Wednesday, January 02, 2008

The Worst Language School Ever: Shantou Jail

The English teaching racket has its fair share of horror stories. You get off the plane in a foreign country, and it turns out that those modern, lovely facilities you saw on the website were, hmm, from the web. I've heard plenty of these stories -- the Korean hogwans have a particularly bad reputation. I mean when you start with a name like that, what can you expect?

A recent news story, however, has me thinking that you can get a lot worse: A young Malaysian woman acting as a drug mule was captured at Shantou airport and, according to one of the articles, is currently passing her time in jail teaching English.

The stories -- through no fault of their own, they seem well done, especially for something as sensitive as this -- leave you with many questions. Why exactly would Shantou jail inmates be interested in learning English?
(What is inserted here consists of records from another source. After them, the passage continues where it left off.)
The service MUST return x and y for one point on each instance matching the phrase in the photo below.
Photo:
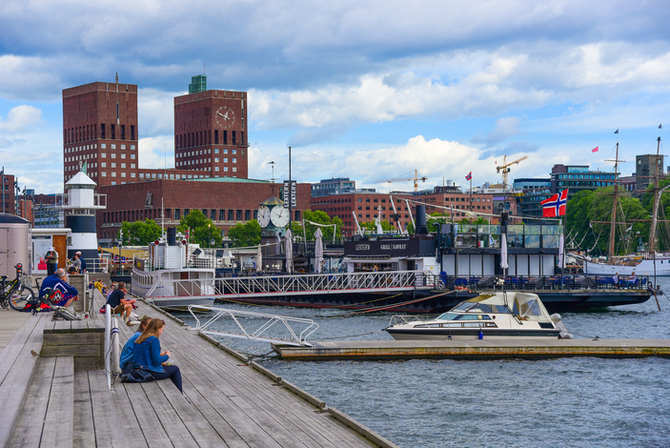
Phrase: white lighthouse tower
(80, 209)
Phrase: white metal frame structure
(297, 339)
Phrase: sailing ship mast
(616, 190)
(654, 215)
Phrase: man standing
(51, 258)
(117, 300)
(58, 281)
(82, 263)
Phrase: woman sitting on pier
(148, 354)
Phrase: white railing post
(108, 345)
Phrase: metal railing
(257, 334)
(356, 282)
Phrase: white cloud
(20, 118)
(156, 152)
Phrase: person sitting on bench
(58, 282)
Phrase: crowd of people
(143, 349)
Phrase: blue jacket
(148, 354)
(54, 282)
(129, 349)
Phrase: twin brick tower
(100, 129)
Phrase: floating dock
(477, 349)
(54, 394)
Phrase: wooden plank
(145, 413)
(70, 350)
(115, 425)
(285, 430)
(298, 417)
(18, 364)
(88, 363)
(170, 422)
(30, 423)
(88, 338)
(83, 427)
(202, 431)
(58, 425)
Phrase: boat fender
(558, 323)
(116, 355)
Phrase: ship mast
(654, 216)
(616, 190)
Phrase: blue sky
(369, 90)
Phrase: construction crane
(505, 168)
(416, 180)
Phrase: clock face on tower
(263, 216)
(279, 216)
(225, 117)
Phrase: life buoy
(116, 355)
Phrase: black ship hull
(439, 301)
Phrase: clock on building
(263, 216)
(279, 216)
(225, 117)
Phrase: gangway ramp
(297, 328)
(226, 288)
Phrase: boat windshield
(527, 308)
(473, 307)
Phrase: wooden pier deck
(228, 401)
(477, 349)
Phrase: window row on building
(90, 132)
(205, 138)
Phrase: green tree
(662, 228)
(589, 215)
(140, 233)
(201, 229)
(247, 234)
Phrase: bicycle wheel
(18, 297)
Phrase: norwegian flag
(555, 205)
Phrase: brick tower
(211, 131)
(100, 129)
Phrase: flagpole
(471, 208)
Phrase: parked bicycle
(16, 293)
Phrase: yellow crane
(415, 179)
(505, 168)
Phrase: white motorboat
(489, 315)
(172, 277)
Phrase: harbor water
(571, 402)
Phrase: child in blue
(148, 354)
(129, 349)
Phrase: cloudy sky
(369, 90)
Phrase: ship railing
(177, 262)
(400, 319)
(255, 326)
(554, 282)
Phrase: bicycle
(16, 293)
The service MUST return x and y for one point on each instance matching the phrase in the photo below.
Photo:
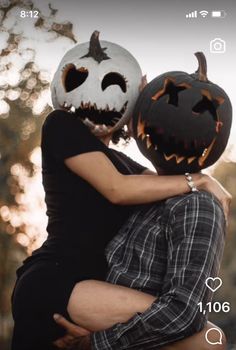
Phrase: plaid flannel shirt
(167, 249)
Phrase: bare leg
(198, 341)
(97, 305)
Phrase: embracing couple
(128, 250)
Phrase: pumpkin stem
(202, 68)
(95, 49)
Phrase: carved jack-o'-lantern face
(99, 81)
(182, 122)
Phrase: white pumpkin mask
(99, 81)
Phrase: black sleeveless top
(80, 220)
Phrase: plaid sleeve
(195, 235)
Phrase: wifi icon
(203, 13)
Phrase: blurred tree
(22, 86)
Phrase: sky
(156, 32)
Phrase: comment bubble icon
(213, 336)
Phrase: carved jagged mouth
(98, 116)
(171, 148)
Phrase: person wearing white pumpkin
(90, 191)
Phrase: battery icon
(218, 14)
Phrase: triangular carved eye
(73, 78)
(208, 103)
(205, 105)
(172, 91)
(114, 79)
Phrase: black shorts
(42, 289)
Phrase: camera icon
(217, 45)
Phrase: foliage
(23, 87)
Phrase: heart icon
(211, 282)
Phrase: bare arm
(98, 170)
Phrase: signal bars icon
(194, 14)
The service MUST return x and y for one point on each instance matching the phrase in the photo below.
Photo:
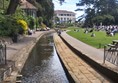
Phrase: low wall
(20, 59)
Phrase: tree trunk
(12, 6)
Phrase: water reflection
(43, 65)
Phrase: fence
(2, 53)
(111, 54)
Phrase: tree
(12, 6)
(99, 10)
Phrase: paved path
(91, 52)
(80, 71)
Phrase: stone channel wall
(19, 60)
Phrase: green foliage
(8, 26)
(105, 11)
(105, 19)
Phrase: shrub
(23, 24)
(8, 26)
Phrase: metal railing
(111, 54)
(2, 53)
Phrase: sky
(69, 5)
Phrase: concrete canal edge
(110, 74)
(20, 59)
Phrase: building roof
(26, 5)
(64, 12)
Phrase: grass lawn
(98, 41)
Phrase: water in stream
(43, 65)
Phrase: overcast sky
(69, 5)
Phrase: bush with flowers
(23, 24)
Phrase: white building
(65, 16)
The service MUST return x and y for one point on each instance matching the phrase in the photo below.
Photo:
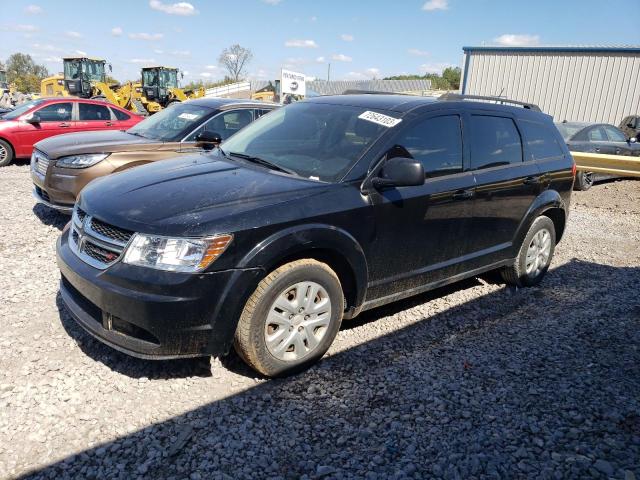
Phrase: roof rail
(457, 96)
(369, 92)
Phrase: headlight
(175, 254)
(81, 161)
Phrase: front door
(421, 232)
(55, 119)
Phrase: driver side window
(225, 124)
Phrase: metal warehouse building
(588, 84)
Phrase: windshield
(173, 123)
(568, 130)
(21, 109)
(87, 70)
(317, 141)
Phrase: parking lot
(473, 380)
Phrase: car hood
(192, 194)
(105, 141)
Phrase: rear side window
(540, 141)
(56, 112)
(120, 115)
(91, 111)
(436, 143)
(495, 141)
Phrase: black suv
(312, 214)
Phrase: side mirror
(208, 140)
(400, 172)
(34, 119)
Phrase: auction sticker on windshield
(380, 119)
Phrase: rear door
(427, 223)
(94, 116)
(506, 185)
(55, 119)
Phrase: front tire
(291, 319)
(6, 153)
(534, 256)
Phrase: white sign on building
(292, 83)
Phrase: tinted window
(597, 135)
(56, 112)
(540, 140)
(495, 141)
(436, 143)
(120, 115)
(90, 111)
(615, 135)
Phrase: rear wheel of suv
(291, 319)
(534, 256)
(6, 153)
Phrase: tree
(25, 73)
(235, 59)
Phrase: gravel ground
(472, 381)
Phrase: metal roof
(558, 48)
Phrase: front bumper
(153, 314)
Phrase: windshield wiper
(263, 162)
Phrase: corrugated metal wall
(586, 86)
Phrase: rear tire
(6, 153)
(584, 181)
(534, 256)
(291, 319)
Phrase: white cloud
(432, 5)
(341, 58)
(513, 40)
(146, 36)
(33, 10)
(434, 67)
(180, 8)
(301, 44)
(19, 28)
(418, 53)
(142, 60)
Since no one in the history of the universe has ever been searched at the Shantou airport -- especially flying in -- who didn't the dealers pay off and therefore piss off and contribute to the ruination of this young woman's life?
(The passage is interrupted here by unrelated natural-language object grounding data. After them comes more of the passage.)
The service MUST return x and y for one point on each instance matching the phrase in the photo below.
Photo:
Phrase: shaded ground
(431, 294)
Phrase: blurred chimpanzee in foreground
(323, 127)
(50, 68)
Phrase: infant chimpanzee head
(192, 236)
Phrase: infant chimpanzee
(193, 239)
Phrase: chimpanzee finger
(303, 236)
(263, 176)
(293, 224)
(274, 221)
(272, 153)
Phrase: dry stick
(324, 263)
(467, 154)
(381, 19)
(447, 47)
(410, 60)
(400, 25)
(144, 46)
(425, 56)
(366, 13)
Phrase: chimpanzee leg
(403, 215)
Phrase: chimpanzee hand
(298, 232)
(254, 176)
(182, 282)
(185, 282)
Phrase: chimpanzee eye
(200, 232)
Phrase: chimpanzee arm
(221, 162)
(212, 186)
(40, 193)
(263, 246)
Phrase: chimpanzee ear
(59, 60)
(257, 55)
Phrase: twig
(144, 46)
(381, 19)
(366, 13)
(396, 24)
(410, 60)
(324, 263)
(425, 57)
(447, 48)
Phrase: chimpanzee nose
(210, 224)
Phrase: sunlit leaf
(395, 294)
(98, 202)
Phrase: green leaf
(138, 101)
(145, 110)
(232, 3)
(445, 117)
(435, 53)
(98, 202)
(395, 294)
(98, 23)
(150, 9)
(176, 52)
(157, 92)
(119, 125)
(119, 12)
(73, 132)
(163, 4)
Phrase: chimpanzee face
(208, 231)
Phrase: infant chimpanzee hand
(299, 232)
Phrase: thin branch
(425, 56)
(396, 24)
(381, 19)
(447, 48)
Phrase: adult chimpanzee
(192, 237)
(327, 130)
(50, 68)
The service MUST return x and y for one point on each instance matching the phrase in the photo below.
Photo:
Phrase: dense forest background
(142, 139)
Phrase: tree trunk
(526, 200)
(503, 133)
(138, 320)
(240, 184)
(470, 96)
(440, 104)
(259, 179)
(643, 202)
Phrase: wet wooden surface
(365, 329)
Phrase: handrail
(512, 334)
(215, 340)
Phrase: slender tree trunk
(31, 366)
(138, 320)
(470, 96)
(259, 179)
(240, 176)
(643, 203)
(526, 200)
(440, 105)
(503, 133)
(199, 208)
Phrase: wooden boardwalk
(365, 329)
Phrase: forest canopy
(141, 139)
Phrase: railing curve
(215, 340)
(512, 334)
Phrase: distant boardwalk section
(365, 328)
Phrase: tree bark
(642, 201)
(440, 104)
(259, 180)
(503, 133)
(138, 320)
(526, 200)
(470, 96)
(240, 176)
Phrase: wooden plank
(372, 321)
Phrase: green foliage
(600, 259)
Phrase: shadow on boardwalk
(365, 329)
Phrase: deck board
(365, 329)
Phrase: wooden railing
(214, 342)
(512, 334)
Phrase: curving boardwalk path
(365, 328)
Do the women actually know they are being used as drug mules? The stories are ambiguous on this point, with some leaving you believing the women are naively unaware, and others with the impression that the women are reluctantly acquiescing to the pleas of men who have seduced them. In the end I guess it doesn't matter since they are going to jail and, barring some miracle, the grave for this offense.

One interesting point, made in Singapore's New Straits Times, is that the number of drug smuggling offenses committed by foreigners coming into Guangdong has tripled in the last couple of years. Somewhere, somehow, though we read nothing about it and it officially doesn't exist, there is a drug-dealing syndicate or two on the other side of Umi Lazim, the woman in Shantou jail, who will turn 24 years old in a couple of days on January 4th.